In response to questions in the Diet regarding a 1995 war apology statement made by then Prime Minister Tomiichi Murayama to mark the 50th anniversary of the end of the war, he said, "There is no definitive answer either in academia or in the international community on what constitutes aggression. Things that happen between countries appear different depending on which side you're looking from."
It is unclear which actions in Japan's history Abe was talking about. His statement could be interpreted as a denial that the Sino-Japanese War that began with the 1931 Marco Polo Bridge Incident was a war of aggression. It could also be interpreted as a declaration that Japan's colonial rule of the Korean Peninsula was not an act of aggression.
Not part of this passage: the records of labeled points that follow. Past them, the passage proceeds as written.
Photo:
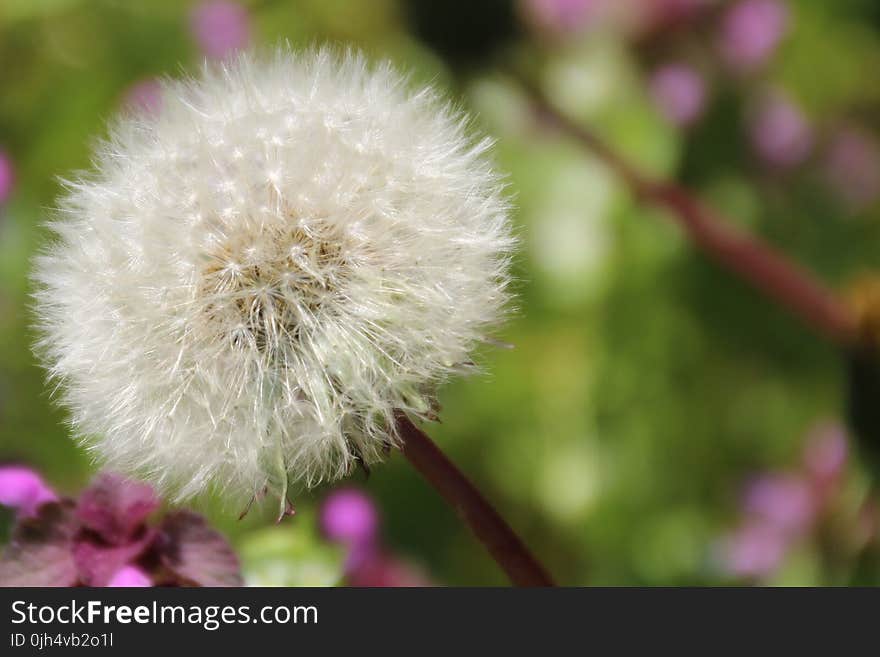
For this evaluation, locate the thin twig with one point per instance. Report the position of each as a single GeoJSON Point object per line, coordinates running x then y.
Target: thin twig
{"type": "Point", "coordinates": [503, 544]}
{"type": "Point", "coordinates": [748, 256]}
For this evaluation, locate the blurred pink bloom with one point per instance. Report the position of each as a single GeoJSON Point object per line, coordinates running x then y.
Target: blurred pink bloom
{"type": "Point", "coordinates": [750, 32]}
{"type": "Point", "coordinates": [130, 576]}
{"type": "Point", "coordinates": [780, 133]}
{"type": "Point", "coordinates": [826, 454]}
{"type": "Point", "coordinates": [679, 92]}
{"type": "Point", "coordinates": [783, 502]}
{"type": "Point", "coordinates": [7, 176]}
{"type": "Point", "coordinates": [104, 537]}
{"type": "Point", "coordinates": [24, 490]}
{"type": "Point", "coordinates": [349, 516]}
{"type": "Point", "coordinates": [220, 27]}
{"type": "Point", "coordinates": [144, 96]}
{"type": "Point", "coordinates": [562, 16]}
{"type": "Point", "coordinates": [754, 550]}
{"type": "Point", "coordinates": [852, 167]}
{"type": "Point", "coordinates": [658, 13]}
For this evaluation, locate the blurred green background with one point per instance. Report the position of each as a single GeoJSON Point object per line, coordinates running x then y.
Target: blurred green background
{"type": "Point", "coordinates": [647, 387]}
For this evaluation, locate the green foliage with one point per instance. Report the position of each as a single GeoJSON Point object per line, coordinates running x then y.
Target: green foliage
{"type": "Point", "coordinates": [645, 384]}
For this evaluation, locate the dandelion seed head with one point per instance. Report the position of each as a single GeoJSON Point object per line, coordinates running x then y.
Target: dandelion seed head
{"type": "Point", "coordinates": [252, 279]}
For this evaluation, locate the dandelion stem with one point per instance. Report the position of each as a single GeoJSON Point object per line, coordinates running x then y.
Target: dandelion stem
{"type": "Point", "coordinates": [503, 544]}
{"type": "Point", "coordinates": [746, 255]}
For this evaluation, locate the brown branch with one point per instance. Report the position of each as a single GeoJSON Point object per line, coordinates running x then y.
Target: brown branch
{"type": "Point", "coordinates": [503, 544]}
{"type": "Point", "coordinates": [748, 256]}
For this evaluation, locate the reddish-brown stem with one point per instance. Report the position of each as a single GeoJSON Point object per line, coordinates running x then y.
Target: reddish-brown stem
{"type": "Point", "coordinates": [746, 255]}
{"type": "Point", "coordinates": [503, 544]}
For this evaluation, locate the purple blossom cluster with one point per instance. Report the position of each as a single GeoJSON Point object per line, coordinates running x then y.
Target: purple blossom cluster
{"type": "Point", "coordinates": [106, 538]}
{"type": "Point", "coordinates": [781, 508]}
{"type": "Point", "coordinates": [350, 518]}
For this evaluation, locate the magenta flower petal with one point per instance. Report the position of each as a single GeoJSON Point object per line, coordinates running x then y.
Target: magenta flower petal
{"type": "Point", "coordinates": [349, 516]}
{"type": "Point", "coordinates": [782, 501]}
{"type": "Point", "coordinates": [220, 27]}
{"type": "Point", "coordinates": [39, 553]}
{"type": "Point", "coordinates": [7, 176]}
{"type": "Point", "coordinates": [23, 489]}
{"type": "Point", "coordinates": [130, 576]}
{"type": "Point", "coordinates": [755, 550]}
{"type": "Point", "coordinates": [750, 32]}
{"type": "Point", "coordinates": [679, 93]}
{"type": "Point", "coordinates": [562, 16]}
{"type": "Point", "coordinates": [852, 167]}
{"type": "Point", "coordinates": [780, 133]}
{"type": "Point", "coordinates": [115, 507]}
{"type": "Point", "coordinates": [197, 554]}
{"type": "Point", "coordinates": [98, 563]}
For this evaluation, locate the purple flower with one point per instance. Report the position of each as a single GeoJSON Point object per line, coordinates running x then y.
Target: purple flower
{"type": "Point", "coordinates": [562, 16]}
{"type": "Point", "coordinates": [754, 550]}
{"type": "Point", "coordinates": [104, 539]}
{"type": "Point", "coordinates": [220, 27]}
{"type": "Point", "coordinates": [780, 133]}
{"type": "Point", "coordinates": [24, 490]}
{"type": "Point", "coordinates": [782, 501]}
{"type": "Point", "coordinates": [750, 32]}
{"type": "Point", "coordinates": [144, 96]}
{"type": "Point", "coordinates": [349, 516]}
{"type": "Point", "coordinates": [7, 176]}
{"type": "Point", "coordinates": [852, 167]}
{"type": "Point", "coordinates": [679, 92]}
{"type": "Point", "coordinates": [130, 576]}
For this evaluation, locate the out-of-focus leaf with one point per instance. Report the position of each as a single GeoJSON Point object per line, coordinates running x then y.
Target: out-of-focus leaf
{"type": "Point", "coordinates": [291, 554]}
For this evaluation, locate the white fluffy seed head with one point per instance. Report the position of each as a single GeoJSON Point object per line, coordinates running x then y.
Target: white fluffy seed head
{"type": "Point", "coordinates": [250, 282]}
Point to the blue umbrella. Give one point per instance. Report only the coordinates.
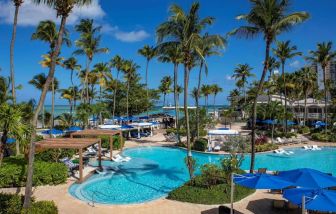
(314, 199)
(53, 131)
(74, 129)
(309, 178)
(261, 181)
(271, 122)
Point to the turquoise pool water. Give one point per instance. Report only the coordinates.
(154, 171)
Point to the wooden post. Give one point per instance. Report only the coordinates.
(111, 146)
(99, 153)
(80, 165)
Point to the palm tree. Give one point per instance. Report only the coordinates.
(209, 46)
(38, 82)
(88, 45)
(206, 91)
(173, 54)
(285, 51)
(129, 68)
(71, 64)
(323, 56)
(183, 29)
(149, 53)
(116, 62)
(17, 4)
(215, 89)
(241, 73)
(269, 18)
(11, 122)
(165, 87)
(63, 9)
(308, 78)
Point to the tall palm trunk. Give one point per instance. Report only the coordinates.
(88, 62)
(176, 102)
(29, 183)
(186, 115)
(16, 13)
(254, 109)
(127, 97)
(305, 110)
(115, 96)
(147, 96)
(285, 93)
(52, 106)
(17, 145)
(325, 99)
(197, 99)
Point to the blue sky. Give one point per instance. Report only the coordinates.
(128, 25)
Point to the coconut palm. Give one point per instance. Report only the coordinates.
(71, 64)
(209, 45)
(17, 4)
(268, 18)
(323, 56)
(215, 89)
(149, 53)
(241, 73)
(89, 45)
(173, 54)
(285, 51)
(63, 10)
(165, 87)
(11, 123)
(116, 62)
(206, 90)
(129, 68)
(184, 29)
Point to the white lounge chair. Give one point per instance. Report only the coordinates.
(315, 147)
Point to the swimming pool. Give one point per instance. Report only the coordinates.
(154, 171)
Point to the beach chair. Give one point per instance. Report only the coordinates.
(262, 170)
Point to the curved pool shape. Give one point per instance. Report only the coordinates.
(155, 171)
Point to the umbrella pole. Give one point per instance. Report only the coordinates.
(232, 193)
(303, 205)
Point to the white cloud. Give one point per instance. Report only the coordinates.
(295, 64)
(31, 14)
(124, 36)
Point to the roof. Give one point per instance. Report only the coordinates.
(95, 132)
(66, 143)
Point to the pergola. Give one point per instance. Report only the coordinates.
(72, 143)
(99, 132)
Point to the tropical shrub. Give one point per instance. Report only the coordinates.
(117, 144)
(12, 203)
(200, 144)
(13, 173)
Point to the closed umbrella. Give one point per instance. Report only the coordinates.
(312, 199)
(309, 178)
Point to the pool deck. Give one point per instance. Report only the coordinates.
(259, 202)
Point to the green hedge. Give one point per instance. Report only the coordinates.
(12, 203)
(14, 170)
(216, 194)
(200, 144)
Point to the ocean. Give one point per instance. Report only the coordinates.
(60, 109)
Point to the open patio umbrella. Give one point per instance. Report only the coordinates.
(257, 181)
(312, 199)
(309, 178)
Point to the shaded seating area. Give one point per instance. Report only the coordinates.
(97, 133)
(71, 143)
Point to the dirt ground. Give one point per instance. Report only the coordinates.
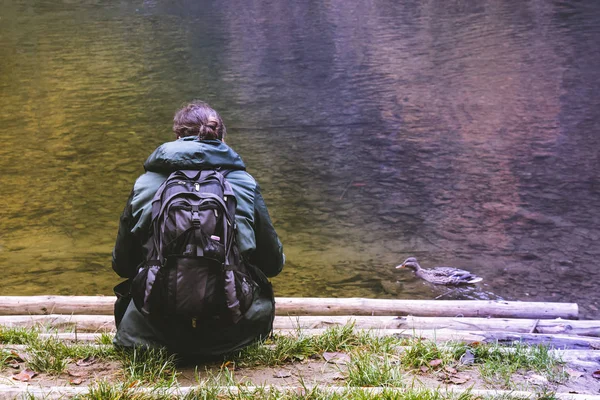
(583, 376)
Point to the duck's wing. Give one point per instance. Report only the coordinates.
(454, 275)
(449, 272)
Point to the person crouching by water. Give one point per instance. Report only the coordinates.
(234, 309)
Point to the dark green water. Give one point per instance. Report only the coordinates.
(464, 133)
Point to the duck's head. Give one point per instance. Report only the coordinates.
(411, 263)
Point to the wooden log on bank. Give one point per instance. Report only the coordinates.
(103, 305)
(425, 308)
(105, 323)
(547, 326)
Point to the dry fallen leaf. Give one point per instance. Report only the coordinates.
(86, 362)
(336, 357)
(436, 362)
(573, 373)
(25, 375)
(18, 357)
(457, 380)
(338, 377)
(282, 374)
(450, 370)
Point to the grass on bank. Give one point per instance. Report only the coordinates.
(377, 361)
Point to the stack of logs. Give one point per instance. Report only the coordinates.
(553, 324)
(84, 318)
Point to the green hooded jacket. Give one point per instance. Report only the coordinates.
(257, 241)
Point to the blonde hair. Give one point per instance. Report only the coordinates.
(199, 119)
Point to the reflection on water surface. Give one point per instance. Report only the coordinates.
(463, 133)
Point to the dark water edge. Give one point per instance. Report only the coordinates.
(462, 133)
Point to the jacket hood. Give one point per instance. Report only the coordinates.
(192, 153)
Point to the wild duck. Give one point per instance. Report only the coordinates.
(440, 275)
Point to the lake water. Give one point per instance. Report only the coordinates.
(464, 133)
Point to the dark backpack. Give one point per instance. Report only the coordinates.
(193, 269)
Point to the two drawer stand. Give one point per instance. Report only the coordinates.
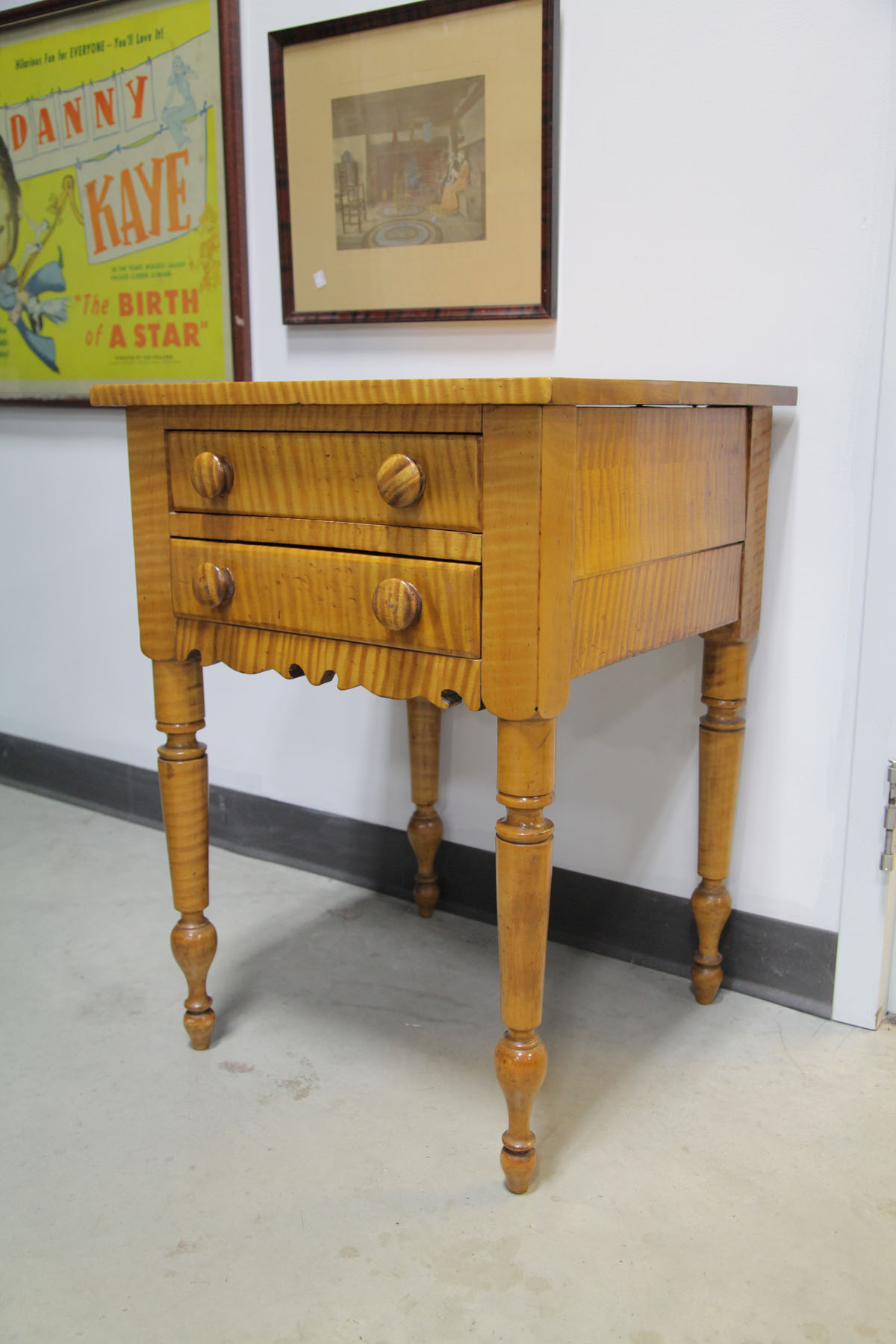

In any case, Abe was casting doubt on Murayama's apology.
Indeed, Abe has changed course from his initial stand that his administration would carry on the Murayama statement, saying, "The Abe Cabinet is not necessarily keeping to it."
In addition to Murayama, in 2005, on the 60th anniversary of the end of World War II, then Prime Minister Junichiro Koizumi issued an apology for Japan's wartime aggression.
Abe is planning to issue in 2015 a "future-oriented" statement to Asia on the 70th anniversary of the end of the war. Do his recent statements mean that he will carry on the spirit of the statements made by Murayama and Koizumi, but not maintain their interpretation that Japan had committed acts of aggression?
What could be behind the prime minister's deviation from his initial promise? Has the 70-percent approval rating of his Cabinet gotten the better of him, allowing his latent objections to Murayama's statement to emerge? If that's the case, we cannot let the situation go unchecked. Regardless of the debates being carried out in international law circles about what constitutes aggression, as Abe's two predecessors said in their statements, there is no mistaking Japan's colonial rule and aggression as historical fact. Any attempts by Abe to distort these facts would be highly problematic.
The prime minister has also lashed back at objections from South Korea and China against visits by three Cabinet ministers -- including Deputy Prime Minister and Finance Minister Taro Aso -- to Yasukuni Shrine.
"It is only natural to honor the spirits of those who lost their precious lives for the country. Our ministers will not succumb to any threats," he said.
Admittedly, South Korea's cancellation of its foreign minister's visit to Japan was excessive. However, Abe's combative declaration that Japanese government officials will "not succumb to any threats" lacks level-headedness. Especially in light of the North Korean nuclear and missile threats, and the crucial need for unity among Japan, China and South Korea, this is not the way to go about foreign diplomacy.